The grumpy Aussie ranchers wondering how on earth 18-year-old Brit Sam Woodhead survived in the Queensland Outback for three nights earlier this month clearly haven’t tried to get a lift in his sister’s Mini — and had to wait several minutes as she tries to clear a space amid the tennis rackets, hockey sticks and other sporting paraphernalia. “We’re all quite athletic,” admits Rebecca Woodhead, 21, when we meet at her family’s beautiful Richmond home, which backs on to the Royal Park.

The story of Sam’s disappearance in the Outback, after he got lost on a training run from the ranch where he was working, possessed an unusual combination of tragedy and phwoar.

First there were the pictures of Sam, posing topless in his wetsuit, surfboard under arm. Then Rebecca cropped up on morning TV, looking like the blonde-model-from-Prince-Harry-girlfriend-casting that she is, appealing in cut-glass Brighton College tones for help in finding her brother. Predictably, the story got top billing.

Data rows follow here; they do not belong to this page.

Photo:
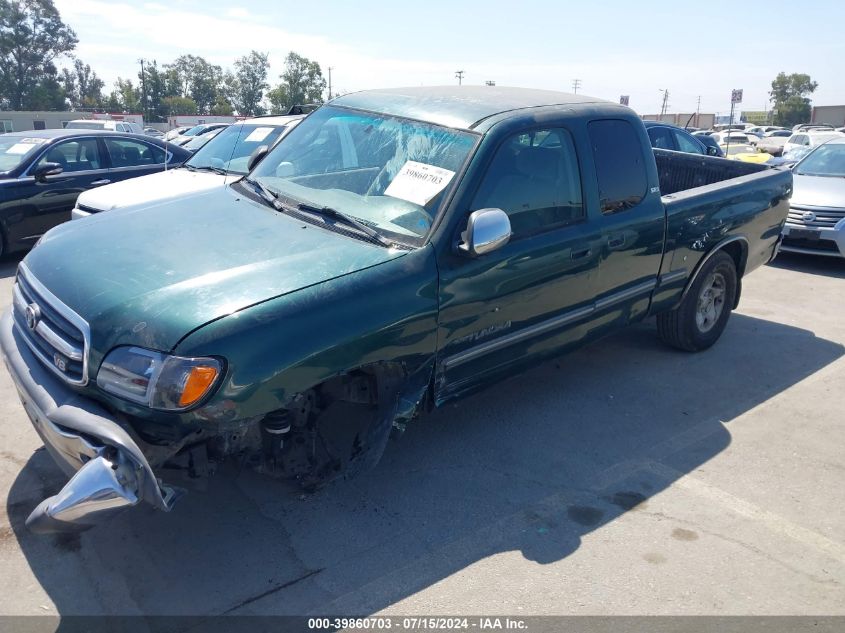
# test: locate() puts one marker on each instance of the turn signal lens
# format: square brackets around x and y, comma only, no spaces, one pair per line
[196,385]
[156,379]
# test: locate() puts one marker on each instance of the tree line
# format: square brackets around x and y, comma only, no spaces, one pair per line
[33,36]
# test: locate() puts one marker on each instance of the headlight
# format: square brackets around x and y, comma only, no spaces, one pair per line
[157,380]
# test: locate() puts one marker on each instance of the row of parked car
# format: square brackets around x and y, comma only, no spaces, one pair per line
[47,176]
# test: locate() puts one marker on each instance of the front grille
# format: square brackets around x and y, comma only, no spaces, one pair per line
[813,245]
[823,218]
[55,334]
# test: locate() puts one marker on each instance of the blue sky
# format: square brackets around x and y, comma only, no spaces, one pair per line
[635,48]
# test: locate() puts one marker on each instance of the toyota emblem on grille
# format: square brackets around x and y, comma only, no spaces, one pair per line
[33,315]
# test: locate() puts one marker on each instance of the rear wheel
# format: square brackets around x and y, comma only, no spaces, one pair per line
[700,319]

Her rugby player ex-boyfriend, whom she won’t name, and his Scotland team-mates tweeted it, as did her good friend Joe Launchbury, the young England lock, and Sam Branson, whose bride-to-be Isabella Anstruther-Gough-Calthorpe Rebecca knows through her sister.

Back when she was only well known among the well-heeled circles of Edinburgh University and through a few modelling shoots for posh brands like Off Your Face, Rebecca was woken at 5am on Wednesday two weeks ago by her mother. “Two policemen have just turned up at the door and said that Sam’s missing,” she heard down the line.

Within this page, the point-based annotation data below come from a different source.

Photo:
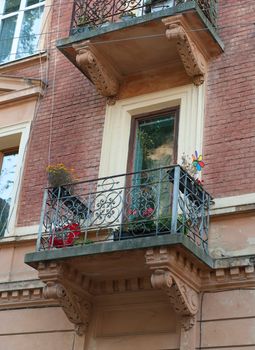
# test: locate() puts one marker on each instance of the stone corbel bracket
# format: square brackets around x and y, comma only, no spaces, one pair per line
[183,298]
[98,70]
[172,274]
[190,54]
[70,291]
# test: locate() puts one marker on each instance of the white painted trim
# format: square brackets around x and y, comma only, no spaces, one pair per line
[116,134]
[24,130]
[26,230]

“The search guys say they’ve found people dead after a day, so there was a massive sense of urgency,” says Rebecca. “I didn’t sleep for the next 72 hours.”

The next day — Rebecca’s now ruined 21st birthday — the head of the investigation rang to say that he had called off the search. The family chartered their own helicopter to keep the hunt going.

“I got a phone call on Friday at about five o’clock in the morning, just saying ‘He’s been found’,” Rebecca recalls. A journalist called minutes later to confirm the good news.

When we meet, all the maturity and big-sister assuredness that so impressed during her TV appearances is on show. She’s a public school party girl — when Sam was found, “I just wanted to go out and get drunk” — but without a trace of ditziness.

Sam’s story has gone straight into Outback folklore, with some locals claiming that it “doesn’t add up”. But clearly toughness, strength and fitness are all in the family.

Rebecca played county lacrosse, she and Sam (“the golden athletics boy”) held the 100m and 200m records at Brighton College, while Sam also played rugby for the first XV. Mother was a talented athlete and father played football for Liverpool reserves.

A member of this clan surviving among the dingos in the back and beyond? It all adds up perfectly.

Rebecca is going to give him “a good thump” on his return, although — unbelievably — he’s trekking in the Himalayas first. And there’s one final worry: “All my friends are ready to pounce,” she says. “I’m really scared about it.”